Antara Berpikir Kreatif dan Berpikir Kritis

Berpikir kritis melibatkan pemikiran logis dan penalaran termasuk keterampilan seperti perbandingan, klasifikasi, pengurutan, penyebab / efek, pola, Jalinan, analogi, penalaran deduktif dan induktif, peramalan, perencanaan, hipotesa, dan mengkritisi.

Berpikir kreatif melibatkan menciptakan sesuatu yang baru atau asli, melibatkan keterampilan fleksibilitas, orisinalitas, kefasihan, elaborasi, brainstorming, modifikasi, citra, pemikiran asosiatif, daftar atribut, berpikir metaforis, serta hubungan yang kuat.
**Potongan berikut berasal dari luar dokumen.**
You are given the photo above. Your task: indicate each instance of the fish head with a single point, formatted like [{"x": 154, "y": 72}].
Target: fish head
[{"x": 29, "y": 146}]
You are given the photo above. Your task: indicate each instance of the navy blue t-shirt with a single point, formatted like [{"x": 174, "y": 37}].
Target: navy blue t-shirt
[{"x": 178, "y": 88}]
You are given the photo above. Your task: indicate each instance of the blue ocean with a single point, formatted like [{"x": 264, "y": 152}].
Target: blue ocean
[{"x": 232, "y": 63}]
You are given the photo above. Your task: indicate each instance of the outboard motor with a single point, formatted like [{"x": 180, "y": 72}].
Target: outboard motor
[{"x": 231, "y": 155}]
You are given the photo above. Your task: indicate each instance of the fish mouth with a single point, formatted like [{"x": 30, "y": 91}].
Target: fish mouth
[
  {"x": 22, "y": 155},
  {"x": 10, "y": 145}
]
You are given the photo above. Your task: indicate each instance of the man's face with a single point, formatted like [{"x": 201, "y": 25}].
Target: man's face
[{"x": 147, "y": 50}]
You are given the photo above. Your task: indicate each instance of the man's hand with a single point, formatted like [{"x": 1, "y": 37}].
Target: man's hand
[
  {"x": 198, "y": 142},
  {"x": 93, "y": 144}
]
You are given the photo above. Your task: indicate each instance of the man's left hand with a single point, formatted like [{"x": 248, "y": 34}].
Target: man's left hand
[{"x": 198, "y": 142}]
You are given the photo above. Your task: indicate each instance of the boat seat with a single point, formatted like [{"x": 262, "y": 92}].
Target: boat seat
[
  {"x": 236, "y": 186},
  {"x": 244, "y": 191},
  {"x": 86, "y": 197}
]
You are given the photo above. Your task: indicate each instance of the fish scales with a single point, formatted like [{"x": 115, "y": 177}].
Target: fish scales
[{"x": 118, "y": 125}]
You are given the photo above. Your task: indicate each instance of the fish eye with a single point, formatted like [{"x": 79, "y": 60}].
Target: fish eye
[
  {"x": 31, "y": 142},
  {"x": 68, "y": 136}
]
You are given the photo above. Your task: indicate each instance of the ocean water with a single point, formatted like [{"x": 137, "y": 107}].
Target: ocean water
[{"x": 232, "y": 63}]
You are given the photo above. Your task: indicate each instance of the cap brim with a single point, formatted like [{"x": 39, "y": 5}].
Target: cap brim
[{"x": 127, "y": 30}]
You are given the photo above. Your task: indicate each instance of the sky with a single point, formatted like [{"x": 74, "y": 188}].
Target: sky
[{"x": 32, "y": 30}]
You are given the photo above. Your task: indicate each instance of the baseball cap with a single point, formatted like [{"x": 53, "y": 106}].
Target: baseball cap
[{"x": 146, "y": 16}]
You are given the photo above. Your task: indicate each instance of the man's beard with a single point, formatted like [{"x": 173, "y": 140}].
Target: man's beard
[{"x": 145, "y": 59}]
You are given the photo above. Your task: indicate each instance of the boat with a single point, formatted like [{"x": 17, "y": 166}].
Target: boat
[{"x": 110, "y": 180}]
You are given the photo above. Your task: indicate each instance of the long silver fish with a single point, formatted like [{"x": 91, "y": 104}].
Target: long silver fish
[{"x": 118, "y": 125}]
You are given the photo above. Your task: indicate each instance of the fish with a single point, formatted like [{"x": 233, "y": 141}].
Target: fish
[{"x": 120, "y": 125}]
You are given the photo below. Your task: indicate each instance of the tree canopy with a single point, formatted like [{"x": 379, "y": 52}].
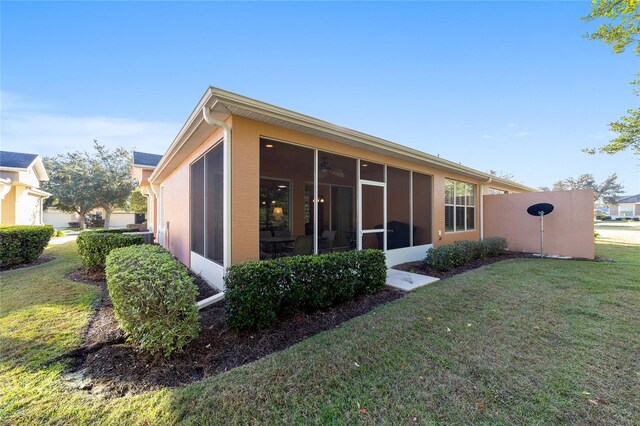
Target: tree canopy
[
  {"x": 138, "y": 202},
  {"x": 70, "y": 183},
  {"x": 621, "y": 30},
  {"x": 81, "y": 181},
  {"x": 607, "y": 191}
]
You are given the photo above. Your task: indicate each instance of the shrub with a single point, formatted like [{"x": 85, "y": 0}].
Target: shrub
[
  {"x": 154, "y": 298},
  {"x": 444, "y": 258},
  {"x": 492, "y": 247},
  {"x": 23, "y": 243},
  {"x": 94, "y": 246},
  {"x": 257, "y": 293}
]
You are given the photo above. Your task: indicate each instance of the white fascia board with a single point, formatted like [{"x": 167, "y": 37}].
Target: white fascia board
[{"x": 225, "y": 100}]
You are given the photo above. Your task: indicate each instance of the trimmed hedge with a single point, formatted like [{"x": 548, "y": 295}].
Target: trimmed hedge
[
  {"x": 154, "y": 298},
  {"x": 94, "y": 246},
  {"x": 444, "y": 258},
  {"x": 21, "y": 244},
  {"x": 256, "y": 293}
]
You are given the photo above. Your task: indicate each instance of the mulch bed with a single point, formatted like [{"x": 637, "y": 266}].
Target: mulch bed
[
  {"x": 420, "y": 268},
  {"x": 108, "y": 366},
  {"x": 38, "y": 261}
]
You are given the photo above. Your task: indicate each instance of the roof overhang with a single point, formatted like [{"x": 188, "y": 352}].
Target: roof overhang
[
  {"x": 38, "y": 166},
  {"x": 224, "y": 104}
]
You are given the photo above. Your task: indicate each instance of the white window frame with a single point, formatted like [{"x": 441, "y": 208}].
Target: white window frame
[{"x": 455, "y": 205}]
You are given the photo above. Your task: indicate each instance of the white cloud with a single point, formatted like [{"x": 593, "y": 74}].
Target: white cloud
[{"x": 33, "y": 127}]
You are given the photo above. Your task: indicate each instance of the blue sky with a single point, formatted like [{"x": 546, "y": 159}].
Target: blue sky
[{"x": 508, "y": 86}]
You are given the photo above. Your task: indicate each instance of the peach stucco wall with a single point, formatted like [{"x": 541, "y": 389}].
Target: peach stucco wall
[
  {"x": 568, "y": 230},
  {"x": 177, "y": 201}
]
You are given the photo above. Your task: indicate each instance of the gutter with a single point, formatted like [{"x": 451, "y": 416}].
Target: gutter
[{"x": 226, "y": 197}]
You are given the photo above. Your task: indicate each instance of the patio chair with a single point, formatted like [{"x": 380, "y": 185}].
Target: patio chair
[{"x": 328, "y": 238}]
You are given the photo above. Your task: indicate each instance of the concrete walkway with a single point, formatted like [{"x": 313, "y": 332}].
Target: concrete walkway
[{"x": 407, "y": 281}]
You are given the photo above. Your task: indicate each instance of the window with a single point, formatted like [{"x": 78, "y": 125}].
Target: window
[
  {"x": 459, "y": 206},
  {"x": 207, "y": 210},
  {"x": 494, "y": 191}
]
Tujuan dari berpikir kreatif adalah untuk merangsang keingintahuan dan mempromosikan perbedaan.

Berpikir kritis dapat dianggap lebih berpikir menggunakan otak kiri sedangkan kreatif lebih banyak menggunakan otak kanan, kedua hal ini terlibat dalam proses “berpikir.” Ketika kita berbicara tentang HOTS “higher-order thinking skills” yaitu “Kemampuan Berpikir Tingkat Tinggi ” kita berkonsentrasi pada tiga tingkat atas Taksonomi Bloom: analisis, sintesis, dan evaluasi.